Speaking of Disney, one major positive is Guardians of the Galaxy Vol. 3 continues to leg out with $19.95 million in its fourth weekend and has earned $731 million globally. If it continues with a standard rate of descent, it’ll reach around $820-825 million worldwide, which is a notable win for the trilogy capper. Much like Jon Watts, James Gunn made a remarkable trilogy for the MCU, and even with a rebooted/different version down the line, it has his blessing. (Let’s hope the fourth volume doesn’t screw it up, though.)

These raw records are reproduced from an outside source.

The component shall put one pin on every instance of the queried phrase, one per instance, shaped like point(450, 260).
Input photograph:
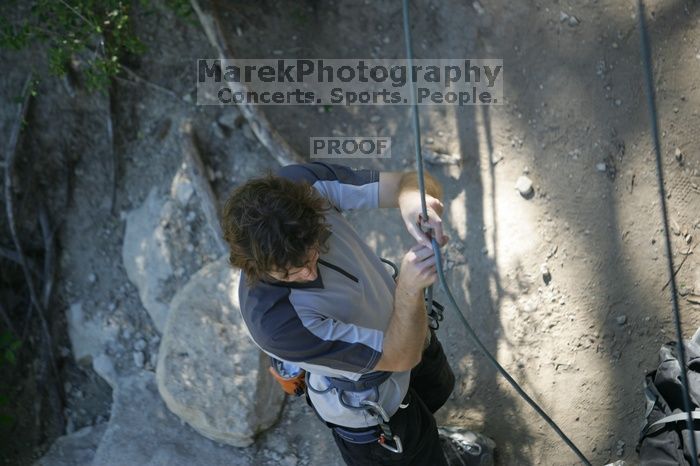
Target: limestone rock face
point(141, 431)
point(209, 372)
point(166, 241)
point(74, 449)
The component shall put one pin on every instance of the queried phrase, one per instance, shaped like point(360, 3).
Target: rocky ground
point(566, 288)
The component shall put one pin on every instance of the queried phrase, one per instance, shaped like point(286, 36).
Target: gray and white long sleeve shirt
point(335, 325)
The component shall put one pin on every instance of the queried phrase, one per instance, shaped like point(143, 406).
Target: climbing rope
point(653, 116)
point(438, 257)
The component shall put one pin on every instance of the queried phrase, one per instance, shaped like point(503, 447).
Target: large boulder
point(143, 432)
point(209, 372)
point(76, 449)
point(166, 241)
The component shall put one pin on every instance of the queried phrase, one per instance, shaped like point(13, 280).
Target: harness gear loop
point(385, 437)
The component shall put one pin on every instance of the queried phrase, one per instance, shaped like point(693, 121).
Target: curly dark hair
point(272, 223)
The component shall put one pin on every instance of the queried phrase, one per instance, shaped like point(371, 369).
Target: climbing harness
point(382, 433)
point(651, 102)
point(291, 378)
point(438, 256)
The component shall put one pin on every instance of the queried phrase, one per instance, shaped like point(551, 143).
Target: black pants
point(431, 384)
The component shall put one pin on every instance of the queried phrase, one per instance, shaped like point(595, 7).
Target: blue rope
point(653, 116)
point(438, 257)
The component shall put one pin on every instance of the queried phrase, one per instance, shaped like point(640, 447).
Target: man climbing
point(314, 295)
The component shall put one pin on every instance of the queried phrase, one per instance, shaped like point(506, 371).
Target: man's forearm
point(405, 337)
point(392, 184)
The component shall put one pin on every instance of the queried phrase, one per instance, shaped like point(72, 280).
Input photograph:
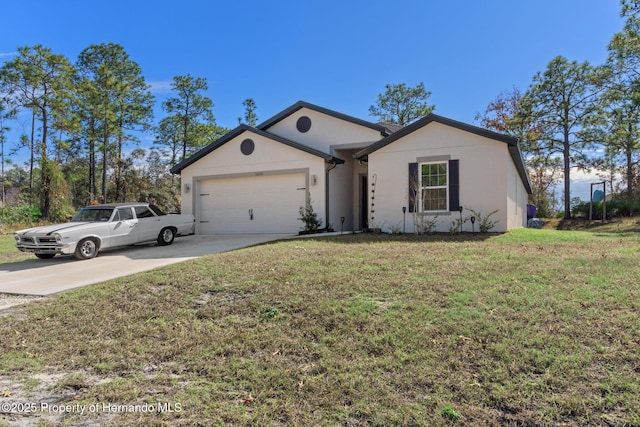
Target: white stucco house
point(255, 179)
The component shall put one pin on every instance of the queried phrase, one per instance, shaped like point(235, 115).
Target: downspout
point(326, 193)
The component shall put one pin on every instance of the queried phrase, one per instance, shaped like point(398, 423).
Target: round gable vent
point(247, 146)
point(303, 124)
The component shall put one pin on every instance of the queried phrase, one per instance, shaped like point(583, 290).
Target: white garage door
point(256, 204)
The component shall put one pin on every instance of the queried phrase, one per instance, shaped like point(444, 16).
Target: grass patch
point(532, 327)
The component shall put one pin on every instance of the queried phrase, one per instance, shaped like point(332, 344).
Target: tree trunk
point(45, 171)
point(566, 153)
point(32, 148)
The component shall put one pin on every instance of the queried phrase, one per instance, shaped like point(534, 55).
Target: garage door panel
point(256, 204)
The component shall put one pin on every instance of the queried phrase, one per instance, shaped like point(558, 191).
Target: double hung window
point(434, 188)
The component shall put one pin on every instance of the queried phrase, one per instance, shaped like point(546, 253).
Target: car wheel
point(86, 249)
point(166, 236)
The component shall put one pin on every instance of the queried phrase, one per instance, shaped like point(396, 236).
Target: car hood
point(47, 230)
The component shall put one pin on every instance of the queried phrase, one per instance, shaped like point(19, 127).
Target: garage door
point(256, 204)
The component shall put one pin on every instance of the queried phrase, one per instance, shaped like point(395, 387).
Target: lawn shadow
point(360, 237)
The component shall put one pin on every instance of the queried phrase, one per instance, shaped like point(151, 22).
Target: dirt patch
point(49, 398)
point(9, 303)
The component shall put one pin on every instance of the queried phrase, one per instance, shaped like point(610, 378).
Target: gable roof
point(244, 128)
point(512, 143)
point(384, 131)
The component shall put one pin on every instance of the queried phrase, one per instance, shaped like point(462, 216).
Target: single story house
point(355, 174)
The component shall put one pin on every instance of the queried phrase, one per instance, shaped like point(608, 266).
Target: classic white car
point(99, 227)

Fast X took a bit of a nosedive in its second weekend domestically, only earning $23 million as it faintly passed $100 million domestically. Even when discounting Memorial Day, the tenth installment is playing great overseas. However, the high budget remains the jarring outlier of whether it’ll make an ROI over raw theatrical grosses. It has earned $507 million thus far, meaning it might have enough in the tank to slip past F9 and reach around $730-750 million worldwide. The two factors working for it, China and the announcement of two follow-ups, are still working against its potential since one demonstrates it needs to prove its worth to Hollywood, while the other might become wearisome if Universal cannot put out quality two remaining sequels. At least the franchise has topped $7 billion worldwide, so.

The Super Mario Bros. Movie earned $6.27 million in its eighth weekend; it has made $1.276 billion worldwide, meaning it’ll top Frozen‘s cume to become the second-biggest animated grosser ever. Does this verify that Chris Pratt might not only be the biggest of the “Chrises” of 2023 but of all time now? Joke aside, Universal might hold the crown for the remainder of the year for the highest-earning film thanks to a generational IP.

Newcomers The Machine made $4.9 million, About My Father with $4.25 million, Kandahar‘s $2.41 million, and A24’s You Hurt My Feelings received $1.39 million.

Next weekend sees, the release of Spider-Man: Across The Spider-Verse, The Boogeyman, and Past Lives.